9 June 2009

Sinclair (1997) 'Lights Out For The Territory': A review, or perhaps a mauling

So Iain Sinclair's Lights Out For The Territory is "Quite simply one of the finest books about London ever written", says the Spectator; "A book about London, in other words, a book about everything" (Peter Ackroyd in The Times).

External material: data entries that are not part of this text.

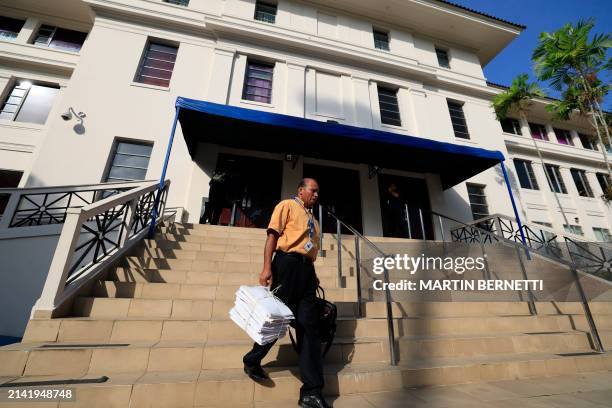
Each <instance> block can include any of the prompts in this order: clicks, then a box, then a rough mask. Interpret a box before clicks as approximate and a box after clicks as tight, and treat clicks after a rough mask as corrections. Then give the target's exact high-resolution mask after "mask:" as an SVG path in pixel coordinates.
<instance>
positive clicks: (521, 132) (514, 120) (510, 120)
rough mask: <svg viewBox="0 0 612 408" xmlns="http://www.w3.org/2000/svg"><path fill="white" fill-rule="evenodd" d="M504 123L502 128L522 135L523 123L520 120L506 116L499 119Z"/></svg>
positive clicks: (502, 126) (505, 129)
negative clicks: (521, 134)
mask: <svg viewBox="0 0 612 408" xmlns="http://www.w3.org/2000/svg"><path fill="white" fill-rule="evenodd" d="M499 122H500V123H501V125H502V130H503V131H504V132H506V133H512V134H515V135H521V134H522V132H521V124H520V123H519V121H518V120H516V119H512V118H505V119H502V120H500V121H499Z"/></svg>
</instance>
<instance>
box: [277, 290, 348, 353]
mask: <svg viewBox="0 0 612 408" xmlns="http://www.w3.org/2000/svg"><path fill="white" fill-rule="evenodd" d="M316 302H317V309H318V310H319V335H320V336H321V343H325V348H324V349H323V355H322V357H325V355H327V352H328V351H329V349H330V347H331V345H332V343H333V342H334V337H335V335H336V318H337V317H338V308H337V307H336V305H334V304H333V303H331V302H328V301H327V300H325V290H323V288H322V287H321V286H319V287H317V298H316ZM289 337H290V338H291V344H292V345H293V349H294V350H295V352H296V353H298V354H300V352H301V351H302V345H301V344H300V343H301V341H300V342H296V340H295V339H294V338H293V334H292V333H291V330H289ZM298 340H300V339H298Z"/></svg>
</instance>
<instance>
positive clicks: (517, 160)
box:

There are no people there, not in his writing. The city is empty, inhabited only by poets and booksellers: educated, broke but certainly not poor; white or maybe a bit Jewish, and monolithically middle aged and male. What ghost town is this? I wouldn't want to go there. Sinclair walks, he says, but his words are so terribly disembodied for such a project; there he goes, the anti-phenomenologist mimbling off into history, always the past, as though he hasn't found any there there at all. In seeing a palimpsest beneath the city, he loses sight of what's in front of his eyes; oh, Sinclair obsesses over graffito scrawls as though they are authorless, solipsistically taking them all as signs for him to read, to interpret. Hermetic fucking arcana - what about the unknown? What about the proposition that the city is chaotic, is vast, is unknowable? No, let's be afraid of that and search for Dan Brown hidden traces, let's go chasing castles in the sky, this airy semiotic fantasy and forget that the real links, the real connections - the real goddamn mystery - is in the people, the messy illiterate gorgeous mass of people from whom Mr Sinclair is running walking away.